Roadmap

Points d’étape du projet associatif

Janvier 2023

J’ai eu Delphine, future adhérente de l’association AMT, à qui j’ai confié mes hésitations. Cela n’est jamais facile d’avancer dans le vide, d’entreprendre sans un modèle apparent.

Nous sommes en phase de lancement et j’avoue qu’on peut s’y perdre un peu, elle m’a donc demandé de résumer les changements pour 2023.

J’ai pitché de cette façon :

“Nous proposons des services pour les télétravailleurs indépendants.
Notamment une banque de mission ouverte et solidaire.
Pour 2023, l’adhésion est fixée à 5 EUR et limitée à 120 personnes”.

Ensuite Delphine, m’a très joliment rappelé que “La peur n’évite pas le danger, elle est donc inutile“.

Je garde cette “information” pour un prochain billet…

Est-ce que ce résumé suffit ?

Pas pour moi. Je vais faire une présentation concise (slide ou vidéo), car comme tout le monde, j’ai perdu la volonté de lire sur le web. Même dans le cadre d’un achat… Disons que nous sommes tous des victimes du “One Click“, cette stratégie qui a fait la fortune de Jeff Bezos, patron d’Amazon :  (on trouve d’ailleurs un livre à ce sujet, sur… devinez où ?)

Voici donc quelques notes supplémentaires. Sachant que je vais améliorer ce billet en discutant avec plusieurs Cyberworkers, des apprenants et les candidats à l’adhésion.

Ce dont je suis certain 🙂

Nous sommes une association à but non lucratif !

À l’inverse de la SARL Cyberworkers.com, que j’ai créée en 2000, je souhaite que ce projet soit associatif. J’ai déjà développé plusieurs associations dont CVStreet, nous éviterons les pièges.

En tout cas, comme je le disais dans mon billet sur la genèse du projet, les statuts rédigés en 2002 décrivent le projet actuel. Étonnant, non ?
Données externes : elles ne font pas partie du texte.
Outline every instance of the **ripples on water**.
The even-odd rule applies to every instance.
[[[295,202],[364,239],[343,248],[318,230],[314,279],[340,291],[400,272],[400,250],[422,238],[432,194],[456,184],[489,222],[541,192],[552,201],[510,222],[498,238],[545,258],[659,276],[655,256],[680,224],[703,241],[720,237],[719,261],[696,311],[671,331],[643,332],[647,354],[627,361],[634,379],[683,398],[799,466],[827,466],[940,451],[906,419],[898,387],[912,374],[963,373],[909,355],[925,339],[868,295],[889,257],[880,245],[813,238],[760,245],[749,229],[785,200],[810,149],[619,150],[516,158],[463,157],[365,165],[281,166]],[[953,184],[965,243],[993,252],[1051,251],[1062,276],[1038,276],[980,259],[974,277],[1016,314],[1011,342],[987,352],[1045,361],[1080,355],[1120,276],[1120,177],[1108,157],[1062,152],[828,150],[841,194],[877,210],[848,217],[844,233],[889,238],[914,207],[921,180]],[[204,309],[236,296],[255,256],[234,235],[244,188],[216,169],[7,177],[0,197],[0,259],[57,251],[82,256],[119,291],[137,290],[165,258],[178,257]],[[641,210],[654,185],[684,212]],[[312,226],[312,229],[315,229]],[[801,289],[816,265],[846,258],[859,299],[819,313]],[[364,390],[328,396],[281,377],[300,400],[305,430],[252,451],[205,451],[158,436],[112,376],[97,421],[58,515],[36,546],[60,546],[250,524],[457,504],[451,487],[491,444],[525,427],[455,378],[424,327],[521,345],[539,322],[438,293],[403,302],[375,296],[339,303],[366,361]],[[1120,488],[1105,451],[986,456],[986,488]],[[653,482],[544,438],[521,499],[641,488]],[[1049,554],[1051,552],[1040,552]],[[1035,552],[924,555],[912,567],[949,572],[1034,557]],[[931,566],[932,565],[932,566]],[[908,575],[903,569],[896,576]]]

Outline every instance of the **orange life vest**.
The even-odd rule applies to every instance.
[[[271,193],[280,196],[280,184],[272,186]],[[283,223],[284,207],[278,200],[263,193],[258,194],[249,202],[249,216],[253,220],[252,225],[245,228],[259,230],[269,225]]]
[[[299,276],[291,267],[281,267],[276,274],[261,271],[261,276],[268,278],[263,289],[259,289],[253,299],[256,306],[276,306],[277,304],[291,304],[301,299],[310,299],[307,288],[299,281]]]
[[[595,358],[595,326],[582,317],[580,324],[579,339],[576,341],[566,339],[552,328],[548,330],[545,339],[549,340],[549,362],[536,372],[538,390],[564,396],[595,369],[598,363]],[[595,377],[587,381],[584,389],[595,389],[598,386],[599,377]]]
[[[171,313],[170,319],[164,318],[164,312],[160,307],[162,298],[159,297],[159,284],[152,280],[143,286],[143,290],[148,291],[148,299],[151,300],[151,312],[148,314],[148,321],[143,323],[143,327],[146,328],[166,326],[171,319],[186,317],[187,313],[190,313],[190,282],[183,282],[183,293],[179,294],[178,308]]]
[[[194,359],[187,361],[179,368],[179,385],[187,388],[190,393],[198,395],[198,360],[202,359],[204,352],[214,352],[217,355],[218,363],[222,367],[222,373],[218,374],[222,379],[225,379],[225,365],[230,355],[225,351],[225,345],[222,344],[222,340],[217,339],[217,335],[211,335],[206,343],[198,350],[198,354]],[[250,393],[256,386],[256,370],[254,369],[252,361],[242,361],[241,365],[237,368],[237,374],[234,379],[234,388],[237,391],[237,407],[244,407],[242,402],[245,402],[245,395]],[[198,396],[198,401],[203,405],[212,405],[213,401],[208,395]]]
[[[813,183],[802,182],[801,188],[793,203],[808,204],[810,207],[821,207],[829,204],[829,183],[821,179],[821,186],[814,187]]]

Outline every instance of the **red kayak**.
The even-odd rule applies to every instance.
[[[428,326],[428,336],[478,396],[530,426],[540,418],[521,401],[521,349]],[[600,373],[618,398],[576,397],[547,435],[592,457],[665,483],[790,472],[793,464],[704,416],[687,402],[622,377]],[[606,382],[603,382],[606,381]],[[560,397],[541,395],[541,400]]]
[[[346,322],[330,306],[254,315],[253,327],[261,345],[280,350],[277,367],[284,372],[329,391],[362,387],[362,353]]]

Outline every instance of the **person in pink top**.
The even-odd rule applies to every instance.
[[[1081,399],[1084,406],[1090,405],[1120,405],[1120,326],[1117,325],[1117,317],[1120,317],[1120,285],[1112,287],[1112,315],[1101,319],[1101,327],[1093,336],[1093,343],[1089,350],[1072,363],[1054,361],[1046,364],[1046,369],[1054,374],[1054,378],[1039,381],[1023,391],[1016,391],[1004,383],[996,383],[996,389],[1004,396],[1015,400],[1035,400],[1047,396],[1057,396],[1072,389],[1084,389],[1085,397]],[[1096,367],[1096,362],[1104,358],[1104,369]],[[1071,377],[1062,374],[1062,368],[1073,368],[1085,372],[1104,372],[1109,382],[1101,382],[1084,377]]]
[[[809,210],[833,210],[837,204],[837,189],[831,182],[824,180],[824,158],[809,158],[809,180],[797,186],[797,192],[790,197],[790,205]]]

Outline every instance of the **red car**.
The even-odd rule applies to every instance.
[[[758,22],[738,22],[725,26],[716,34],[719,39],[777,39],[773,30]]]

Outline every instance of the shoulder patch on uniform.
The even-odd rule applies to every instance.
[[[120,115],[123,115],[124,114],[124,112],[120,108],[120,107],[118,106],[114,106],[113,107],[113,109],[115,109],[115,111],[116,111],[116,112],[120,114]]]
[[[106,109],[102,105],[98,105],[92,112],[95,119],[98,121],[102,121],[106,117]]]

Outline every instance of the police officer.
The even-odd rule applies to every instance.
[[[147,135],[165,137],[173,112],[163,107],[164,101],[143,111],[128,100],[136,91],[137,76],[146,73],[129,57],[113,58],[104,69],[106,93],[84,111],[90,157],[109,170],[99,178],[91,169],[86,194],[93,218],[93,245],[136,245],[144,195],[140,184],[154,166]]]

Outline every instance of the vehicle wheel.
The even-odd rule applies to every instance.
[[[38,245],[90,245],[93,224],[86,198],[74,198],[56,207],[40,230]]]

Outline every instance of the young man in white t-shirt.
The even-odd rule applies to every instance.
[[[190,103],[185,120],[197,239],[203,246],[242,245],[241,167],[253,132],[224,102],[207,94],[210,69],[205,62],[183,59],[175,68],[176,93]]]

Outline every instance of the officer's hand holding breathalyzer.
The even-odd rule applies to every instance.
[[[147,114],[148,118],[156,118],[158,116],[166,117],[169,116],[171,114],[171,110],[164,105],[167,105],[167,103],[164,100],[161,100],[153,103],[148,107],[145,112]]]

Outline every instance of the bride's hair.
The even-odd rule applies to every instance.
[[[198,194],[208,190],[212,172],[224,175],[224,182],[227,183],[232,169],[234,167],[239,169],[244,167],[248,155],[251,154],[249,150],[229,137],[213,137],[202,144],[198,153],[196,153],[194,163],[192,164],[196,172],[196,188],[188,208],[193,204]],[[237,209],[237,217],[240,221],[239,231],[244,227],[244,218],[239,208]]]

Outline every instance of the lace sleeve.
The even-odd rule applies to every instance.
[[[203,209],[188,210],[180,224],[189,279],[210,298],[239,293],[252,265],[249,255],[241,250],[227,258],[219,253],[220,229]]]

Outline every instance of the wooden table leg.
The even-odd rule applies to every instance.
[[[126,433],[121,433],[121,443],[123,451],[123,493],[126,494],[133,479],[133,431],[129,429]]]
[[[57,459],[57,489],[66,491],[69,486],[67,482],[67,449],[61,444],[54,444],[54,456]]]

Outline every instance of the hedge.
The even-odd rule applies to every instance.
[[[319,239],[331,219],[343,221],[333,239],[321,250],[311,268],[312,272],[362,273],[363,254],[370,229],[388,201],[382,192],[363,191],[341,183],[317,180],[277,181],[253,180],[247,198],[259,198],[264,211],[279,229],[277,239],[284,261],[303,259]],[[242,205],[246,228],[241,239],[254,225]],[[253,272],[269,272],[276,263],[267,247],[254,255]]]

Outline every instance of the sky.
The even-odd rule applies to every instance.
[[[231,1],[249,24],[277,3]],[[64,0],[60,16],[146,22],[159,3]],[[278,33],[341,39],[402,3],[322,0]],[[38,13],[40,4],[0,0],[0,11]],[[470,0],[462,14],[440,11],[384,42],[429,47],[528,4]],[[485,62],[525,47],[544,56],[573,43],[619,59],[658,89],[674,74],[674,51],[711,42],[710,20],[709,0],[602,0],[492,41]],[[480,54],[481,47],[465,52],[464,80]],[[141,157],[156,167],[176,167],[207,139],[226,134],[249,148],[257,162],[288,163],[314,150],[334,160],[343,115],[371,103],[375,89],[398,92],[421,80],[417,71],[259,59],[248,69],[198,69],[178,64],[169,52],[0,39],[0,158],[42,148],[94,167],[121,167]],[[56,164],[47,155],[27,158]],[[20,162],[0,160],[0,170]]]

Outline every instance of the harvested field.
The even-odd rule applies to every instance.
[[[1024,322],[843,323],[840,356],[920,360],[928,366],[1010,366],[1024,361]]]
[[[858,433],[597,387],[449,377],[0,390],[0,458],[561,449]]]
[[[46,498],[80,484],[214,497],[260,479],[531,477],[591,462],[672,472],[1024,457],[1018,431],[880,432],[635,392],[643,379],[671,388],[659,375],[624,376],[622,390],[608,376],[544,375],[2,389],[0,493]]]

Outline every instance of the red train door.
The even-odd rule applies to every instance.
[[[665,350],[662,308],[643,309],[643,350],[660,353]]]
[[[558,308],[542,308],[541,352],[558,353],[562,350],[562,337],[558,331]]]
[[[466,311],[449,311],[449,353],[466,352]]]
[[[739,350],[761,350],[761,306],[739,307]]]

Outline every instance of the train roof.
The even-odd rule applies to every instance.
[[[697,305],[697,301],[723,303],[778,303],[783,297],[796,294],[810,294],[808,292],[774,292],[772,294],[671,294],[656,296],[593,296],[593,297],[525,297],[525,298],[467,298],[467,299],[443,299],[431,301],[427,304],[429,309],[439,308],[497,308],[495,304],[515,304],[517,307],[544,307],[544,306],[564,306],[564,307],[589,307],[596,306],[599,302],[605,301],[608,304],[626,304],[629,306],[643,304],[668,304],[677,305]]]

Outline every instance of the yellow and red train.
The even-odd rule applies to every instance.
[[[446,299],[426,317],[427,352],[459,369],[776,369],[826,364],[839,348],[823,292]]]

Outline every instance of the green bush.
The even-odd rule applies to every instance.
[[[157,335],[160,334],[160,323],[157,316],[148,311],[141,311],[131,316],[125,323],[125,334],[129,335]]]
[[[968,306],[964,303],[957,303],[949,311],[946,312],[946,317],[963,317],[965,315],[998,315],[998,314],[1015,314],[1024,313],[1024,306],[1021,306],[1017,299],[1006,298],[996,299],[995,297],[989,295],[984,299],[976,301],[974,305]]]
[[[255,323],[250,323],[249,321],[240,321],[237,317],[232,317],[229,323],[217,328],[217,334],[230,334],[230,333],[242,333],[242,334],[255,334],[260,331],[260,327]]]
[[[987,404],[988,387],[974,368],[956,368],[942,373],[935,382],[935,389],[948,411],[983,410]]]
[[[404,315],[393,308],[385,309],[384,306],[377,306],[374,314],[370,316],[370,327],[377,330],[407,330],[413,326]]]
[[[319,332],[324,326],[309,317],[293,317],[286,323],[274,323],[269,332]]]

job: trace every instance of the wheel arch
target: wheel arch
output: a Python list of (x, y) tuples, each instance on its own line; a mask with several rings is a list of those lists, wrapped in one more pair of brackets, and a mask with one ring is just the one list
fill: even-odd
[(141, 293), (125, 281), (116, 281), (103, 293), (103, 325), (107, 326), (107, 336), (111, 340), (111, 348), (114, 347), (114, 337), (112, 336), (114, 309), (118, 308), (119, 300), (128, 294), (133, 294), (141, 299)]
Ce dont je suis absolument certain ; ce projet sera collectif et hors de question de me mettre en avant. Je ne peux plus entreprendre seul, j’y perdrais beaucoup et j’ai déjà donné.

L’AMT va récupérer de nombreuses idées et travaux que j’ai réalisés depuis 96. Notamment le site cyberworkers.com et la page Télétravail sur Facebook. Et bientôt, je prévois de lancer teletravailleurs.com, qui sera la vitrine du projet “Les Compagnons du Télétravail“.

Cela veut dire quoi AMT ?

AMT est notre sigle ! Le nom déposé en 2002 est “Association Euro-méditerranéenne du Télétravail (Sigle : AMT)”. Un peu long… par contre j’ai déposé cette année le nom de domaine amteletravail.fr que je trouvais joli. Je souhaiterais avoir teletravail.fr ou teletravail.com mais ils sont pris !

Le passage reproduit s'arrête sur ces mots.